Literature DB >> 22541801

Weight of communities: a multilevel analysis of body mass index in 32,814 neighborhoods in 57 low- to middle-income countries (LMICs).

Daniel J Corsi1, Jocelyn E Finlay, S V Subramanian.   

Abstract

The extent to which body mass index (BMI) varies between small areas or neighborhoods in low- to middle-income countries (LMICs) remains unknown. Further, whether such variation is reflective of characteristics of individuals living in these neighborhoods is also not clear. We estimated the extent to which there is variation in BMI is attributable to neighborhoods in 57 LMICs. The data were from non-pregnant women of reproductive age (20-49 y) participating in Demographic and Health Surveys conducted in 57 countries between 1994 and 2008. Body mass index (BMI, weight [in kg] divided by height squared [in m(2)]) was used to assess weight status. Height and weight were measured objectively by trained field investigators. Age, household wealth, education were included as individual covariates and place of residence (urban or rural) as a neighborhood-level covariate. We conducted a multilevel analysis of 451,321 women (aged 20-49 y) from 32,814 neighborhoods and 57 countries. We used linear and multinomial models to partition the variation in BMI (in kg/m(2)), underweight (BMI <18.5 kg/m(2)) and overweight (BMI ≥25.0 kg/m(2)) at the level of neighborhoods and countries. We also explored the heterogeneity in neighborhood variation by socioeconomic status (SES). Of the total variation in BMI 17.6% was attributable to countries (Standard Deviation [SD] 2.0, 95% credible interval [CI] 1.7, 2.4) and 10.6% (SD 1.56, 95% CI 1.54, 1.58) was attributable to neighborhoods in age-adjusted models. Adjusting for individual- and neighborhood-level covariates reduced the SD attributable to countries and neighborhoods to 1.9, and 1.17, respectively.
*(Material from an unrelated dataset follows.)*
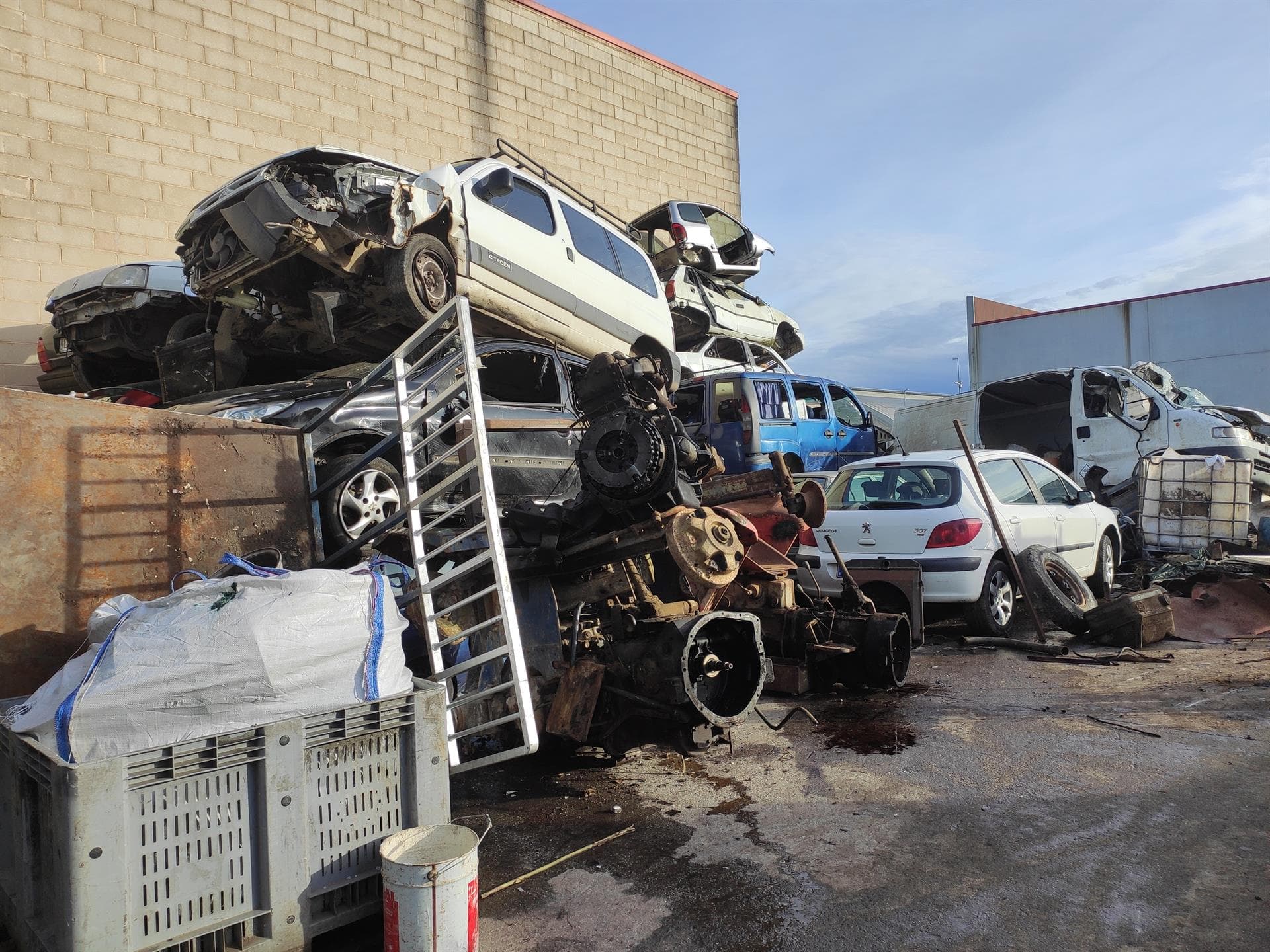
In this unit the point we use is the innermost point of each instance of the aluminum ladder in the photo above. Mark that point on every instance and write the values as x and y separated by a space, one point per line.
489 690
Between-country variation was 13.4% (SD 0.75, 95% CI 0.62-0.90) for underweight and 18.9% (SD 0.92, 95% CI 0.76-1.10) for overweight, and between-neighborhood variation was 7.7% (SD 0.57, 95% CI 0.55-0.58) for underweight and 7.1% (SD 0.56, 95% CI 0.55-0.58) for overweight in the fully-adjusted multinomial model. In country-specific models, the neighborhood variation in BMI ranged from 0.4 SD in Central African Republic to 2.7 SD in Sierra Leone in fully-adjusted models. Our results demonstrate a considerable range in neighborhood variation in BMI. In countries with greater neighborhood variation it is possible that BMI is being influenced by local conditions more than others with lesser neighborhood variation.
Copyright © 2012 Elsevier Ltd. All rights reserved.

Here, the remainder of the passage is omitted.